The people of Pakistan are the only strategic investors for such Public Sector companies. Any overseas investor would be guided and driven by his own pre-determined goals and objectives.
 
The people of Pakistan can become the strategic investor if entities like Habib Bank are listed on the country’s stock exchanges while for those like PSO, PTCL, etc the government further reduces its shareholding through the stock exchanges. This listing on the stock exchanges must ensure a large diverse shareholding with no single investor, Group or community permitted to hold more than 5% shareholding. That is no particular investor should be allowed to have the controlling shareholding. This can be achieved by stipulating that:
 
A certain percentage (10 to 15%) be sold to the employees (and the employees cannot sell their shareholding for the next five years);
 
A substantial slice (40 to 65% in one or more tranche) be sold through the stock exchanges by offering new equity at face value and thereby enhance the equity base of these companies;
 
The shareholding up to 5,000 shares would be sold at the face value of the shares:
The Government at all times should hold 15 to 20% of the shareholding, so that it can also share in the benefits of the turnaround plus provide the creditability in the international arena; and
 
Those who subscribe to more than 5,000 shares would have to pay a premium.
 
Further, to provide a large and diversified ownership of shareholding (as is the case for major international banks such as HSBC, Bank of America, JP Morgan Chase, Deutsche Bank, etc.) this ownership has to be restricted by the number of shares a person, a company or a Group can hold. This would also preclude any one party or Group having a controlling shareholding in the Bank (or other similar entities, which are in the process of being privatized).
 
This afore-said process amongst other things will create a diversified and large ownership within the country and, more importantly, create wealth amongst the people of Pakistan. Rather, it would also give to the Pakistani people the pride and honour of being the shareholder of entities like Habib Bank, PSO, PTCL, etc. as well as provide the shareholders reasonably good returns on the long-term.
 
Any other investor from the overseas market would be solely driven by his perceived economic self-interest, which is, primarily, to have the maximum possible returns in the shortest period of time. It is neither in his plans or interest to take a cross-border investment that will generate returns over an extended period of time in a geographical area of the world, which is somewhat prone to unforeseen risk(s) or developments.
 
I would even go to the extent of suggesting that the State Bank of Pakistan should permit all the financial institutions to financé up to 90% of the proposed investment that an individual plans to make provided the maximum investment is not more than 5,000 shares. As this quantum of shareholding would be acquired at the face value the subsequent appreciation in share value would provide additional cushion to the financing bank.
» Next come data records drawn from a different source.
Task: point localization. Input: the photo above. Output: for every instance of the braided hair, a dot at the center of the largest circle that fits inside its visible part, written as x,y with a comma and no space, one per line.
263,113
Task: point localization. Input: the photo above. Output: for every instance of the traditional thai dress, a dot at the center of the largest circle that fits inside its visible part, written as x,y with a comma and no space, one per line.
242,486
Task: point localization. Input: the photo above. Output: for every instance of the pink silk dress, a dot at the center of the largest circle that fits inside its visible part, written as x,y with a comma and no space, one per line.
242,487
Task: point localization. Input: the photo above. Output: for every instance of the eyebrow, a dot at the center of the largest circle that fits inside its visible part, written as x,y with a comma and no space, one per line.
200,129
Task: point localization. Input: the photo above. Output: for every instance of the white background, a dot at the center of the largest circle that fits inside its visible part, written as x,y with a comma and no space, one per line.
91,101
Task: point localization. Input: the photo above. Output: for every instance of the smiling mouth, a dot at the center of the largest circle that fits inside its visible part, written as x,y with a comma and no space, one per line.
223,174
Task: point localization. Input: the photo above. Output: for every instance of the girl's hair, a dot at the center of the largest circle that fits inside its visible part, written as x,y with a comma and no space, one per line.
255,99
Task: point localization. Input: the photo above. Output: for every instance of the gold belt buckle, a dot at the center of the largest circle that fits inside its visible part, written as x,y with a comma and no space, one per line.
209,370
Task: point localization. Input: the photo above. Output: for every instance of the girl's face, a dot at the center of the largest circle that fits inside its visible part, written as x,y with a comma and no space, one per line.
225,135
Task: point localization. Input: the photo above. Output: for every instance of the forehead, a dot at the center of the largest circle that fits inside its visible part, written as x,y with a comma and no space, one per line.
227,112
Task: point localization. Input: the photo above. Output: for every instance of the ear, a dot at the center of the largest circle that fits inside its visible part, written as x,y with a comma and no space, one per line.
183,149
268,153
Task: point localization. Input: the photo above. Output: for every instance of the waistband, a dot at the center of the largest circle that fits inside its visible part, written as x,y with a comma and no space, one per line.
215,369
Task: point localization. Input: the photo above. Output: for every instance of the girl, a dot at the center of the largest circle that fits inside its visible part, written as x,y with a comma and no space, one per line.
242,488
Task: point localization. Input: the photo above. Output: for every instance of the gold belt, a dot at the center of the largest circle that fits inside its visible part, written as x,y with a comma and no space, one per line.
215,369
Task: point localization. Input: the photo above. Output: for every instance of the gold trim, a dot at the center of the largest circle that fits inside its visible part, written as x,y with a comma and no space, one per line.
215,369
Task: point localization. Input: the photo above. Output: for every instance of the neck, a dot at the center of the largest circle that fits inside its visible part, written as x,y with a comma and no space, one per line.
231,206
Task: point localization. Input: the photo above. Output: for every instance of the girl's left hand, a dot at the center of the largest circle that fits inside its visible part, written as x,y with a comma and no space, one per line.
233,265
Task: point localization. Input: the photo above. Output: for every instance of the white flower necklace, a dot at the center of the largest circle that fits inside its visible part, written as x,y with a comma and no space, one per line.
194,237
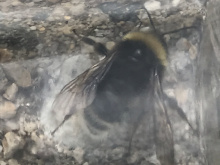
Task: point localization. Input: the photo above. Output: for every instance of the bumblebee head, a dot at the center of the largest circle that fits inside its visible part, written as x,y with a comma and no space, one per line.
152,43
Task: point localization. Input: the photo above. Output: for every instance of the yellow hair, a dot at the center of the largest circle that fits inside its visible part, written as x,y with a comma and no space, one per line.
152,42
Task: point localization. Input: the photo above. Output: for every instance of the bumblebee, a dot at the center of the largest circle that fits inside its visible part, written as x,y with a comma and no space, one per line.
121,88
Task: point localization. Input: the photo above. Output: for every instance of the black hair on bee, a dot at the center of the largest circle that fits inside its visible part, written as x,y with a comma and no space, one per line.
127,80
Finally, now that the much-needed macro-economic stability has been arrived at and substantial rupee liquidity is available in the local market, which is presently chasing a few shares only and with limited alternative investment opportunities, time is opportune that we move expeditiously to provide alternative investment opportunities to the people of Pakistan. In the final analysis, only the conviction, deeds and commitment of the people of Pakistan, i.e. the domestic investor, can be the basis for strong and sustainable economic and social development of the country. The power and engine of growth can only come from the investment by the people of Pakistan in these strategic assets, as they are the real custodians of the country’s strategic assets. The overseas investor can only add momentum to the economic growth and undoubtedly the reverse can and is never the case.